OCGA § 16-3-3 reads:
A person shall not be found guilty of a crime when, at the time of the act, omission, or negligence constituting the crime, the person, because of mental disease, injury, or congenital deficiency, acted as he did because of a delusional compulsion as to such act which overmastered his will to resist committing the crime.
OCGA § 17-8-58 reads:
(a) Any party who objects to any portion of the charge to the jury or the failure to charge the jury shall inform the court of the specific objection and the grounds for such objection before the jury retires to deliberate. Such objections shall be done outside of the jury’s hearing and presence.
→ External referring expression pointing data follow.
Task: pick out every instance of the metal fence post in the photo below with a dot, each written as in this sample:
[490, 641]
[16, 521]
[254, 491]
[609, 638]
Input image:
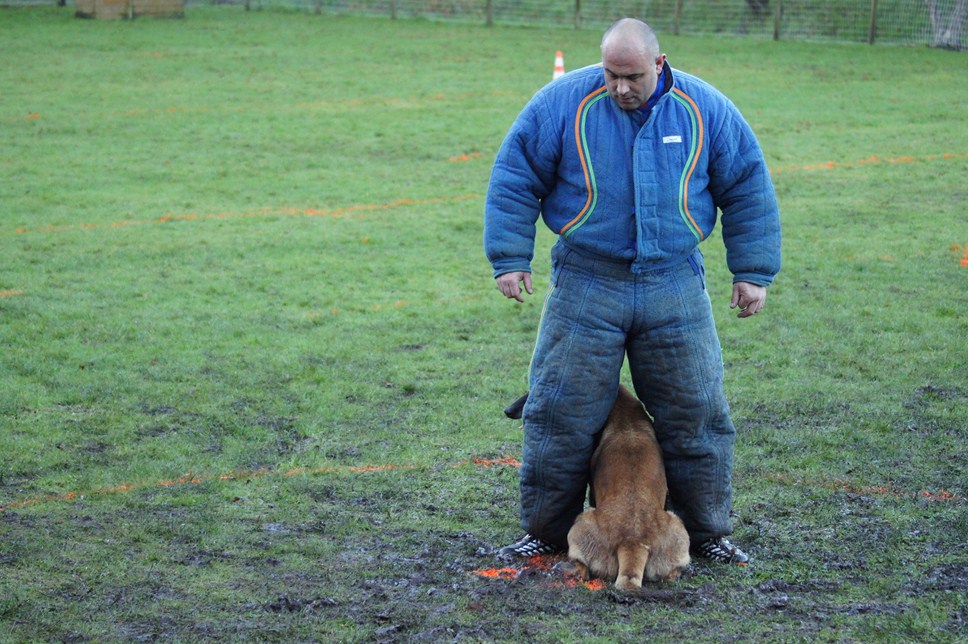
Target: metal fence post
[873, 30]
[776, 19]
(b) Failure to object in accordance with subsection (a) of this Code section shall preclude appellate review of such portion of the jury charge, unless such portion of the jury charge constitutes plain error which affects substantial rights of the parties. Such plain error maybe considered on appeal even if it was not brought to the court’s attention as provided in subsection (a) of this Code section.
This disposition makes it unnecessary to treat Woods’s remaining enumeration of error as it addresses a situation unlikely to recur on retrial.